Давно не помнили горожане такого пекла в конце июня. Деревья начали вянуть. На лугах за рекой стояла мгла. Говорят – горел хлеб. От сухости по ночам трещали стены. В учреждениях служащие пили воду, вялые, как вываренное мясо.

Буженинов заканчивал зачетные работы. От зари до сумерек в раскаленной комнате под жужжание мух он мерил, чертил, рисовал, красил. Поддерживало его неимоверное напряжение. Полотно с планом голубого города он приколотил на стену и работал над ним в минуты отдыха. С каждым днем город казался ему совершеннее и прекраснее.

На будущей неделе он решил ехать в Москву. У матери оказались припрятанными три золотых десятирублевика ему на дорогу. («Возьми, Вася; берегла себе на похороны, да уж люди как-нибудь похоронят… Не говори Надьке-то».) И он действительно уехал бы, исхудавший, восторженный, в лихорадке фантазии и работы, если бы не толчок со стороны. Напряжение его неожиданно вырвалось по другому направлению.

Жизнь, по всей вероятности, не прощает уходящих от нее фантастов, мечтателей, восторженных. И цепляется за них и грубо толкает под бока: «Будя дремать, продери глаза, высоко занесся…»

Назвать это мудростью жизни – страшно. Законом – скорее. Физиологией. Жизнь, как злая, сырая баба, не любит верхоглядства. Мудрость в том, чтобы овладеть ею, посадить бабу в красный угол в порядке, в законе, – так по крайней мере объяснял в сумерки на обрыве товарищ Хотяинцев.

Случилось вот что. Надя, как всегда, в половине девятого, с портфелем, в белом платочке, заглянула перед службой в столовую, где лежал животом на столе Буженинов, равнодушно скользнула глазами по голубому городу, занимавшему половину стены, и молча вышла. Скрипнула калитка, и сейчас же послышался болезненный негромкий крик Нади. Она побежала по сеням, рванула дверь и упала среди книг на диванчик, схватившись за голову.

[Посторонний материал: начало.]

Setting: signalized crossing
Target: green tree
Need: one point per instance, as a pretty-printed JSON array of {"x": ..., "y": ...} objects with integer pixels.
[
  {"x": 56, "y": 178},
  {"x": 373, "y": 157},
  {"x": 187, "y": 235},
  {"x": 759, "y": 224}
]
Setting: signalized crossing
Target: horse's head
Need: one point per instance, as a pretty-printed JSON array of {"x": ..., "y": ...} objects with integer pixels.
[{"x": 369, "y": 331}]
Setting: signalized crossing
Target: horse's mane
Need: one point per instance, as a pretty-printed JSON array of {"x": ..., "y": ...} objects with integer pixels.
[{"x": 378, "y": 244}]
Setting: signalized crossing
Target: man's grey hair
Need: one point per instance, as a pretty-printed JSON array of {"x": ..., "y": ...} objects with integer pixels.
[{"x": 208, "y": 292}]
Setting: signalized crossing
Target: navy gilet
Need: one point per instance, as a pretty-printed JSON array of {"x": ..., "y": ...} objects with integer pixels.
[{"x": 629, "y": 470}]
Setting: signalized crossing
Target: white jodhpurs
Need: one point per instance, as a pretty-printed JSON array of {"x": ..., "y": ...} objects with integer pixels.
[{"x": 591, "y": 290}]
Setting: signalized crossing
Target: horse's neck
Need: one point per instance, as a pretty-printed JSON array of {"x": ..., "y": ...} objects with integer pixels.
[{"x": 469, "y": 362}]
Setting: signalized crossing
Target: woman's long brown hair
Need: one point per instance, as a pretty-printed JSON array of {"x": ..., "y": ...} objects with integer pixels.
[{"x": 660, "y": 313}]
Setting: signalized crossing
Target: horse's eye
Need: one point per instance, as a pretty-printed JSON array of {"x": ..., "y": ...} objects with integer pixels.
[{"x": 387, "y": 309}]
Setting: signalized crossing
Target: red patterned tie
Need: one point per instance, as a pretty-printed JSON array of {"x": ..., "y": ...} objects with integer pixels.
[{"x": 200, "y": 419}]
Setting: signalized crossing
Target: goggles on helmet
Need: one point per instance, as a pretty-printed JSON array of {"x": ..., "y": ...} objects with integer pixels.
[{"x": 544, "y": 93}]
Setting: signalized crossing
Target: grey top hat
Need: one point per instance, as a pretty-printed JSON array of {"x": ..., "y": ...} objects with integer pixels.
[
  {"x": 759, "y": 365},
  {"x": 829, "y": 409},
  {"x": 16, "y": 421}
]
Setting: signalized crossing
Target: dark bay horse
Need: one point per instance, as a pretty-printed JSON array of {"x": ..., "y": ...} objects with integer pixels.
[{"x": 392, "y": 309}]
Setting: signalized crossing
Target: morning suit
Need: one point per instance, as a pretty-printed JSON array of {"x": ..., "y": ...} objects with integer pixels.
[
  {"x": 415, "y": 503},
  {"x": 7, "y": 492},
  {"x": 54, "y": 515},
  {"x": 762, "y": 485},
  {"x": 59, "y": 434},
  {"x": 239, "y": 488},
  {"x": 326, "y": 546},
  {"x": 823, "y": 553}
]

– Негодяй, негодяй! – закричала она, топая ногами, и заплакала на голос.

На дворе шумела Матрена, ругалась:

– Ах, паршивцы, ах, разбойники!

– Уезжай, слышишь – уезжай сию минуту от нас! – повторяла Надя сквозь брызгающие слезы.

Оказалось, ворота в трех местах были измазаны дегтем, и написано дегтем же, аршинными буквами, матерное слово. Матрена уже отвела во двор обе половинки ворот и смывала деготь щелоком. Надя на службу не пошла, заперлась у себя. У Василия Алексеевича так тряслись руки, что он швырнул карандаш и попытался постучаться к Наде.

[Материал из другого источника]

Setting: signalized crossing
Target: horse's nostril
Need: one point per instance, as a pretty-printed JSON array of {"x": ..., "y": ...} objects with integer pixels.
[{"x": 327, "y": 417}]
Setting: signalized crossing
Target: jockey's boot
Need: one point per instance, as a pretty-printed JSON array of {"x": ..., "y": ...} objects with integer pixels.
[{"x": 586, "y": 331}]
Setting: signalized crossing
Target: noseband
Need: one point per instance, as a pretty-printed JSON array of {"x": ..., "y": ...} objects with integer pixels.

– Убирайся, ты один виноват в моем позоре! – еще злее крикнула Надя. – Уезжай в Москву, дармоед блаженный!..

Руки дрожали все сильнее. Дрожало, било тревожным пульсом в середине груди. Василий Алексеевич некоторое время стоял в комнате, мухи ползали по его лицу. Затем – как-то так вышло – он очутился на площади. (Опять из сознания выпал кусок.) Над ним в горячей мгле жгло белое солнце. На площади завился пыльный столб и шел кругом по сухому навозу. Василий Алексеевич глядел на окна «Ренессанса». Кое-какие посетители уже пили пиво. И вот в окне из-за стены выдвинулся длинный волнистый нос. За Бужениновым наблюдали.

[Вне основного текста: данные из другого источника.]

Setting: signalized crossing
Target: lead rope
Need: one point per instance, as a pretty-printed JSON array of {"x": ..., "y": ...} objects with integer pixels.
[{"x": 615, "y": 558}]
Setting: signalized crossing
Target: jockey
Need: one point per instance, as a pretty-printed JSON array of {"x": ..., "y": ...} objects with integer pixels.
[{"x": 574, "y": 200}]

Он стиснул зубы и взбежал по лестнице в трактир. Но волнистый нос исчез. Из-за стойки с ужасным любопытством глядела пышная, напудренная Раиса, и ротик ее, как ниточка, усмехался многозначительно. Буженинов схватился за стойку и спросил (на следствии Раиса показывала: «Заревел на меня, вращая глазами»):

– Был здесь Утевкин?

Раиса ответила, что «почем она знает, посетителей много».

– Врете! Это он, я знаю…

– Вы, гражданин, полегче кричите.

Но Буженинов уже опять стоял на площади под мглистым раскаленным солнцем. Оглядывался. По горячей пыли бродили только сонные куры. Раиса видела, как он поднял кулаки к вискам и так, сжимая голову, зашагал к речке.

К вечеру его видели в лугах, сидящим на кургане. Там он и остался на ночь.

Из опроса Надежды Ивановны

Следователь. Почему Буженинов был убежден, что ворота вымазал Утевкин и что им же брошен камень в переулке Марата?

Надя. Не знаю.

Следователь. А вы уверены, что это сделал Утевкин?

Надя. Кому же еще? Конечно он.

Следователь. Какая была цель? Утевкин ревновал вас, что ли?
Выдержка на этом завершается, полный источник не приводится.